I was interested as when I saw it, I was like ‘Wolves have a record label, that’s interesting.’
It threw a lot of people off because it’s the first club to do that. But it makes sense man, the influence that football teams have on culture and cities they’re based in, in general. It’s a huge platform and an opportunity for local artists or just people that are in the country, to get recognised and to get put on that platform. I work so closely with the club, both with the record label and the foundation. It just makes sense to be a part of something that’s going to be legendary for the city, Wolverhampton.
I think it will be very beneficial to people in the local area who will see you and think ‘oh okay he’s made it and there’s a place now for me to get noticed and get signed and I can go do my thing.’
That’s not been around though, there’s not many opportunities that you can find a record label by a football club, (to) get an opportunity to work with them. Even if you don’t get signed, there’s so many opportunities like they’re doing within the community here. When I was 18, 17 that would have been amazing.
It’s good that it’s there now and I’m sure it is going to help some people. I did find it interesting because it shows record labels can come from anywhere. I remember Sainsbury’s has a record label.

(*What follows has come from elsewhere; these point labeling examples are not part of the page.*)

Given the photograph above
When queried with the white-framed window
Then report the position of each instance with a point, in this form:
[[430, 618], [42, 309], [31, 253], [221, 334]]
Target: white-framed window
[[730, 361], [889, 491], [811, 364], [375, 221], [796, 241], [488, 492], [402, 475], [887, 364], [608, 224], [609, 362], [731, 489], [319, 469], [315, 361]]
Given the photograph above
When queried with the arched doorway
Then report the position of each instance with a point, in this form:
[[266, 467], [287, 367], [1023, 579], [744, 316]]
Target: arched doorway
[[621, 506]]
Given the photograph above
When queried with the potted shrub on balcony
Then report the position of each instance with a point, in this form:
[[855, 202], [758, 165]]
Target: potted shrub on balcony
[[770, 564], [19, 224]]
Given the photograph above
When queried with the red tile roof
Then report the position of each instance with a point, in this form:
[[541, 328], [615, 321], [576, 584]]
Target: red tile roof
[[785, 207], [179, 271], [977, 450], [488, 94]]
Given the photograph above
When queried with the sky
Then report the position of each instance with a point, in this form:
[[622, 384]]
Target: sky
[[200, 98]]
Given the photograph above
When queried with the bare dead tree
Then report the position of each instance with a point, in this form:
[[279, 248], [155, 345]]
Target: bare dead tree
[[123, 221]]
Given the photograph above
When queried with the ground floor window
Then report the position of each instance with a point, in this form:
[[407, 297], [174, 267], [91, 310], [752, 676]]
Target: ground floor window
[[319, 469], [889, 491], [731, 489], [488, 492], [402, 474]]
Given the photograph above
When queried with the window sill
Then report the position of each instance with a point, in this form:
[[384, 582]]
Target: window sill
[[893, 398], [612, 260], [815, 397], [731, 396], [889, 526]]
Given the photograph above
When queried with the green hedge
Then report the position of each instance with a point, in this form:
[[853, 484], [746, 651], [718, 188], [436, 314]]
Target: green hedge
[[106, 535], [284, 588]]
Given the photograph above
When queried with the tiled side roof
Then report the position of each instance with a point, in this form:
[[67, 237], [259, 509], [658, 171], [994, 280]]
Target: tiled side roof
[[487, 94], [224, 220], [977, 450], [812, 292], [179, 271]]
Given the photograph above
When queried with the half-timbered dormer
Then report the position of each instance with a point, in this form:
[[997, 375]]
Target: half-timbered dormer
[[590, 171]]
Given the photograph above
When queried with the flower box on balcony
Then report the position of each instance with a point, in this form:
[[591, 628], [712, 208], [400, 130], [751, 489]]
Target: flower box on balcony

It makes sense because it’s all about influence nowadays and culture. If there’s a platform with a position to replace them, it’s all there.
Which upcoming artist are you listening to right now and what advice would you give them?
To be honest with you, I actually haven’t been listening to much music in general, period. I find when I listen to certain music, I subconsciously try and write songs like that or beats like it. As I have literally just finished my album, I have just been in album mode and listening to my own music. (I) literally flicked through the new Drake album and things like that. Up and coming wise I honestly haven’t been (keeping my) ears to the streets and that’s the zone I have been in.
My advice would be for any upcoming artist; I have been experimenting with just listening to my own music lately, for the sole purpose of getting better and learning about what I could be doing differently while I’m doing it. Not trying to get influenced by what’s already out there, just trying to stay listening to me and honing in on that more, so that I can develop my own sound more. That’s something I want to do since I have been experimenting.
When you’re making your own music, you want to try and make it as original and as personal to you as possible, so I can understand that mentality of not wanting to listen to others music. I think that’s good advice.
You got to keep your music real to you because it will stand out then and more will relate to it. If you make music that’s trying to sound like somebody else or trying to get popular, people are going to see through that.
Also, I have always seen myself as an originator. With ‘Woo Riddim’ there was not a beat out like that at the time. When I was producing the grime tracks for Skepta and artists, they were Southern Hip-Hop beats, those are not really big in Grime. I feel as if I have always brought my own original sound to what’s going on.
But it’s about what works for other people. For some artists, they might need to listen to other artists to get inspired or other music. Sometimes I do need to, but for this album, I haven’t been.
S-X’s Debut Album Is Out 29th July 2022.